Pupils invest in the lessons to varying degrees and their degrees of involvement will fluctuate over the course of a lesson. I’m sure we can all agree on that.
The purpose of the initial discussion is to draw the students in, if I understand correctly. My contention is that having a discussion which is a variant of “guess what the teacher wants to talk about” in the form “guess what happens next” is structurally similar to asking a class, half way through an equation, “can anyone tell me what the next line will be?”. The latter is just plain bad practice.
It’s worth mentioning that I’m dealing with classes of 30. Dan may have much smaller classes in mind.
On a more positive note, I would suggest running the start of a lesson as a think-pair share. Give each student 1 minute to consider a solution to the problem, then give students another minute in pairs to discuss their solutions amongst themselves, then finally take responses from pairs. This will at least mean that every student will have spoken about the problem before you move on to how the store actually dealt with it [although – was it really the store that dealt with it? Wasn’t it the shampoo company that changed the bottles rather than the store?].
Dan Meyer
December 10, 2010 - 10:21 am -Robert, what would it look like to validate the Scottish student who suggests we “change the name of the store?” To avoid, per your formulation, “patting the student on the head.”
Breedeen
December 10, 2010 - 11:36 am -@ Sue: Sadly, San Lorenzo High is no longer the model of CI that it once was. District changes forced upon the school resulted in about half of the teachers there leaving. I was once one of them, and I would not in good conscience recommend visiting there anymore.
Robert Jones
December 10, 2010 - 12:19 pm -As I’ve said before Dan, this is not a binary “validated/not validated” situation, and there clearly isn’t a way to make the “change the name” student feel exactly the same about the contribution they have made as the “less in the bottle” student, given the situation you have set up at the start of the lesson.
Actually I think I’m coming back round to my first thought, that it would be best to tell the story of the dollar store then show the first slide – “look what they did!”. That picture of the white rain bottles is the real hook here. That’s when it gets awesomely cool.
Mr Macx
December 10, 2010 - 1:56 pm -I know I jumped into this conversation late, but I think there’s a really important distinction to be made here.
I don’t see that “validated” means one student feels exactly the same about their contribution as another. Frankly, while all contributions have value, this isn’t the same as all contributions being equal.
PAUL
January 7, 2011 - 5:11 pm -Just saw this article today!

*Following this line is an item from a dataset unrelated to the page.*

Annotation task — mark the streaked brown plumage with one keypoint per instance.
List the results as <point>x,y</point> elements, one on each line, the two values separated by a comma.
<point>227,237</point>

http://finance.yahoo.com/family-home/article/111735/more-and-more-products-lose-weight
Lobsang Rampa
June 30, 2012 - 12:19 pm -Don’t forget my absolute favorite: Propane Gas!
Most consumer propane tanks in the US are 20lbs tanks. It is safe to fill those up to 20lbs (they in fact take a bit more). “Swap your tank” companies like AmeriGas and others fill it to 15lbs, citing “safety concerns”. It’s like “Hey, yeah, we completely ignore the fact that these containers can be filled up to 20lbs, and we fill them to 15lbs, but charge you a full 20lbs, but hey, we’re concerned about your safety…”
Yeah, right…
Always fill in your tanks at metered stations.